Bernard Cribbins recorded a parody version called 'Giggling Gertie the Laughing Traffic Warden', with the laughter provided by Miriam Margolyes.

== Lyrics ==
The song describes a fat jolly policeman who cannot stop laughing and has a chorus in which the sound of laughter is made in a sustained semi musical way by the singer. The first verse is:
I know a fat old policeman,

he's always on our street,

a fat and jolly red faced man

he really is a treat.

He's too kind for a policeman,

he's never known to frown,

and everybody says he's the happiest man in town.

Chorus
(Ha ha ha ha ha,
Woo ha ha ha ha ha ha ha ha,
Woo ha ha ha ha ha ha ha ha,
Ha ha ha ha ha ha ha ha ha ha,
Ha ha ha.)

== In popular culture ==

===Literature===
- The song is referenced in the 1968 novel The Laughing Policeman by Swedish writers Maj Sjöwall and Per Wahlöö and film of the same name. Fictional Swedish detective Martin Beck gets it as a Christmas present from his daughter Ingrid, but doesn't think it is funny. Beck's first laugh after the murder comes when Stenström's death is fully vindicated.

===Television===
- In 1974, Yorkshire Television created a television adaptation of The Laughing Policeman starring Deryck Guyler as PC 254, the titular laughing policeman.

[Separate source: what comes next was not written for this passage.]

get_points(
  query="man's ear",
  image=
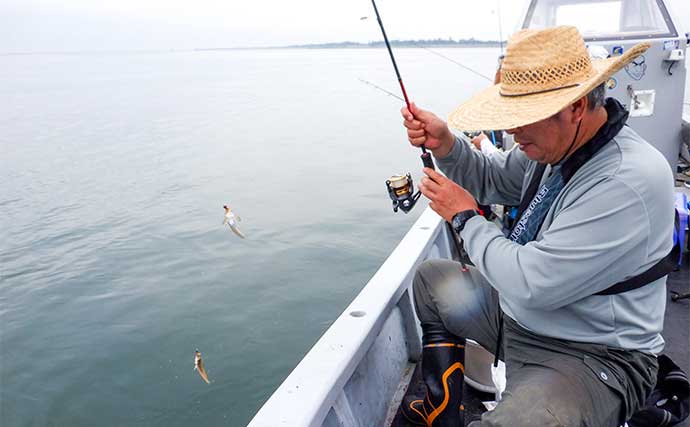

The show used the song as the opening and closing theme.
- In One Foot in the Grave episode "The Man Who Blew Away", the Meldrews are constantly kept awake by a late night party across the road, the worst coming when the partygoers join in the chorus of the song.
- In an episode of the BBC police drama City Central criminals steal an officer's radio and use it to broadcast the song continuously, disrupting police communications.
- In the BBC detective drama, Bergerac, the episode "Natural Enemies" features the song being played on a gramophone in a children's home, as several children laugh at Charlie Hungerford.
- The song is used as the central theme in the Space Pirates episode "Music that Makes Me Laugh".
- Ken Dodd performed it as part of one of his appearances on the popular BBC variety show The Good Old Days, getting the audience to laugh with him.
- The Wiggles did a parody of the song for their album and video "Wiggle House" titled "The Laughing Doctor".
- The song is parodied in the Chilean television show Cachureos, with it called "El Guatón" which is about the character Don Walo making fun of the shows cast and audience.

===Film===
- In the 1936 British film Calling the Tune, a fictional story of rivalry in the early days of the gramophone industry, Charles Penrose is seen recording "The Laughing Policeman" and performing the complete song.
- This song inspired the Telugu language song "Vivaha Bojanambu" in the Indian movie Mayabazar.

=== Postage stamp ===

- In 1990 the Royal Mail of the United Kingdom of Great Britain & Northern Ireland issued a 20p greeting stamp entitled The Laughing Policeman which bore an illustration based on the song.